Of course the Adams, though it uses these sounds in its palette, is more sophisticated than any of the pieces I've mentioned: which is one reason it remains a favorite – perhaps it is not unlike a musical paradigm for John Ashbery's Three Poems, which I lately mentioned here. Complex, rich, changing according to laws one cannot quite perceive, but which one senses are there – the vision of a world where strange but beautiful things happen according to reasonable logics that are nevertheless alien to our world....
(That sophistication is, of course, the result of Adams' development of complex and unexpected harmonic 'gating' techniques – whereby he modulates, or changes the focus of a given mode, by subtle means based on, not the root of the existing (complex added-note, or modal) chord, but a different note inside it – often a note you haven't been paying attention to until he uses it as a pivot to somewhere quite else. This is what makes Adams unique among minimalists, and even among neo-tonalists, and also makes him better at constructing large-scale operatic and symphonic structures than the others (at least, structures that don't depend so much on repetitive hypnosis); Reich's unusual approach to harmony, being much less embedded in historical tropes, is 'purer' but far less resonant as a result. And thus endeth the technical lesson for the day – listen to the dramatic shifts in the climax of Adams' Harmonielehre if you want to a sense of real and amazing mastery.)

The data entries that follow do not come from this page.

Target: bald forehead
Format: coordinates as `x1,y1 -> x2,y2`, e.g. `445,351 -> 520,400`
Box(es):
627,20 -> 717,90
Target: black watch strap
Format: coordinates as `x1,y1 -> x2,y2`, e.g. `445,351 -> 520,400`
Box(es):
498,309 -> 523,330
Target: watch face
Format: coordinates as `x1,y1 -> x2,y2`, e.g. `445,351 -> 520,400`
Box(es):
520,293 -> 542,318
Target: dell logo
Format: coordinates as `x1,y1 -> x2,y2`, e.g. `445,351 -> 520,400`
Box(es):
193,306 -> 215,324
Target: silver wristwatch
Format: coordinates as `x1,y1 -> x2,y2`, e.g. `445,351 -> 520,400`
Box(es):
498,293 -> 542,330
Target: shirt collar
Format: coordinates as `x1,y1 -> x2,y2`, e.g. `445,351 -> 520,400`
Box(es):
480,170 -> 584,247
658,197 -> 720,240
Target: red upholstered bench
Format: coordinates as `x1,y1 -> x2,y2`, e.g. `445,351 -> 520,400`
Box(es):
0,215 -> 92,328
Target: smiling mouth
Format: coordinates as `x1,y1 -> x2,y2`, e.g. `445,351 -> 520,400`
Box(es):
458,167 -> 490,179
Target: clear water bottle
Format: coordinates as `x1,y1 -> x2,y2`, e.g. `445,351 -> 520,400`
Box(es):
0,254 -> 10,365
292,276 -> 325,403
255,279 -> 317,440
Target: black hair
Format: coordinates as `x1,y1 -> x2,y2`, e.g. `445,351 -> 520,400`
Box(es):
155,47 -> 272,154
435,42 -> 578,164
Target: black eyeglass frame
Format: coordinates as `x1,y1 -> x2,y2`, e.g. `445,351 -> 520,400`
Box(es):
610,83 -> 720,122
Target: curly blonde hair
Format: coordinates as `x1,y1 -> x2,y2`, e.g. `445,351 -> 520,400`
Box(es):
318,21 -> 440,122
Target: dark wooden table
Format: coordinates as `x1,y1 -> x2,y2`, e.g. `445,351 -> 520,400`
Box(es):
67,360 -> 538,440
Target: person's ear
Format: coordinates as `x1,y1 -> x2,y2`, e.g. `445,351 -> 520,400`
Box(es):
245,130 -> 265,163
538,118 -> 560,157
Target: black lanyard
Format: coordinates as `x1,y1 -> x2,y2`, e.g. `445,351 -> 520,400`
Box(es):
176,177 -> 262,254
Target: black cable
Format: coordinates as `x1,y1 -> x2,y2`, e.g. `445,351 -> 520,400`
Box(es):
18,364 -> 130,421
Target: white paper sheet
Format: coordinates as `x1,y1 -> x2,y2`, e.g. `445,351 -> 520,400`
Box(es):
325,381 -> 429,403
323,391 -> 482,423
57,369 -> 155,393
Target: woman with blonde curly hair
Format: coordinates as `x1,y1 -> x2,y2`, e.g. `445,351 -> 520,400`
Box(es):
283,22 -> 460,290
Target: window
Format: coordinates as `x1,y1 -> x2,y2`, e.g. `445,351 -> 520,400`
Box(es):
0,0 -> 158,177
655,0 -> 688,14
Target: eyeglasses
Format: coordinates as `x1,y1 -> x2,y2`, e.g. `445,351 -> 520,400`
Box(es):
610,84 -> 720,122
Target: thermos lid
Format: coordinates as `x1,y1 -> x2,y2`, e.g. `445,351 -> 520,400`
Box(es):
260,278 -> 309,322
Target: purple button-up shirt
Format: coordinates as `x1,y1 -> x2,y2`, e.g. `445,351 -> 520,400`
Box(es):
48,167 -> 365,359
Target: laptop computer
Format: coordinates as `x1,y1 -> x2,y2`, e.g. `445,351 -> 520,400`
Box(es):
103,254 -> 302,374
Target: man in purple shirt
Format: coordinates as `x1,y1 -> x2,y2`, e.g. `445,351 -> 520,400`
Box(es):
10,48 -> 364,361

Unfortunately, the finest and grandest performance of Phrygian Gates is out of print; it is the premiere recording by Mack McCray on New Albion Records, from back when nobody had heard of Adams, and from a time when my beloved, foggy, gently beautiful San Francisco was the perfect place for such musics to come into existence. I have it only on a now sound-distorted but still precious cassette that was made in 1986; although of course I buy any new recording of the piece, the later ones always seem a bit too dry, a bit too cold, to me. This is somewhat like Herbert Henck's recording of Hans Otte's beautiful Book of Sounds: a neatly printed and widely distributed replacement for the original recording by the composer – but never as perfect, as ecstatic, as joyous in its discoveries.